2.19: The Golden Eggs
Another episode revolving around the money to be made from science, although this time the criminal masterminds are after a deadly virus. Science, like all things, being right up Cathy’s alley, she’s front and centre of The Golden Eggs (they aren’t hers, just to be clear). Peter Arne is the bad guy again (2.16 Warlock) and just as much fun as he was there.
Directed by Peter Hammond and scripted by Martin Woodhouse, The Golden Eggs adopts a curiously untypical short scene structure when Cathy is finding out about the virus from Dr Ashe (Donald Eccles, Krasis in The Time Monster), cutting back and forth to the villains, presumably, along with an accompanying drum beat on the soundtrack, designed to provoke a sense of increased tension.
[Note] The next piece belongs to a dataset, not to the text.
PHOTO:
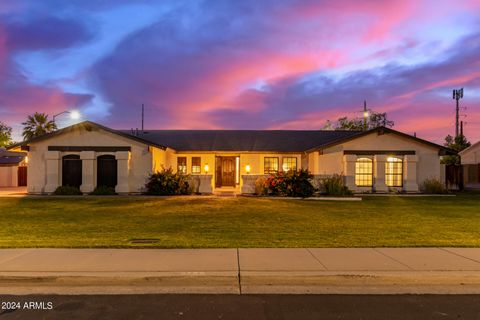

It’s more disorientating at first, although the episode does get a much-needed boost once Cathy’s is on the same page; Ashe has been very circumspect, refusing to reveal precisely what was stolen by DeLeon (Gordon Whiting), who soon after succumbs to a dose of virus Verity Prime (contained in the eggs of the title, and causing respiratory paralysis and death – lovely!) without letting his employer Redfern (Arne) know where he’s stashed it. Devious Redfern has been getting his information from Ashe’s secretary Elizabeth (Pauline Delaney).
Cathy: I suppose you always knew what you were doing – biological warfare.
Dr Ashe: All warfare is biological.
It seems unlikely that the government wouldn’t be keeping a rigorous eye on such work, although Ashe insists he is independent. For such a potent and potential chilling premise, a large part of The Golden Eggs is surprisingly casual. DeLeon’s death by virus, and the heavies who turn up to cart him away, make for an effective few scenes, but one can’t help think that an opportunity was missed to really up the tension of a potential outbreak. Arne’s self-assured clockwork aficionado ensures his scenes are all highly watchable, but until his and Cathy’s plotlines converge it lacks a real grip.
Steed’s barely in this in any kind of proactive capacity (although he is on hand to defuse the situation), letting Cathy stay in his flat while hers is redecorated, popping in for meals, to brush his teeth, complain about the state of the place, provide exposition and cause the destruction of her carefully reassembled vase. While the episode is something of a disappointment, that’s only really relative to what it might have been. Certainly, it’s a notch above, and more distinct than, many of its second season fellows.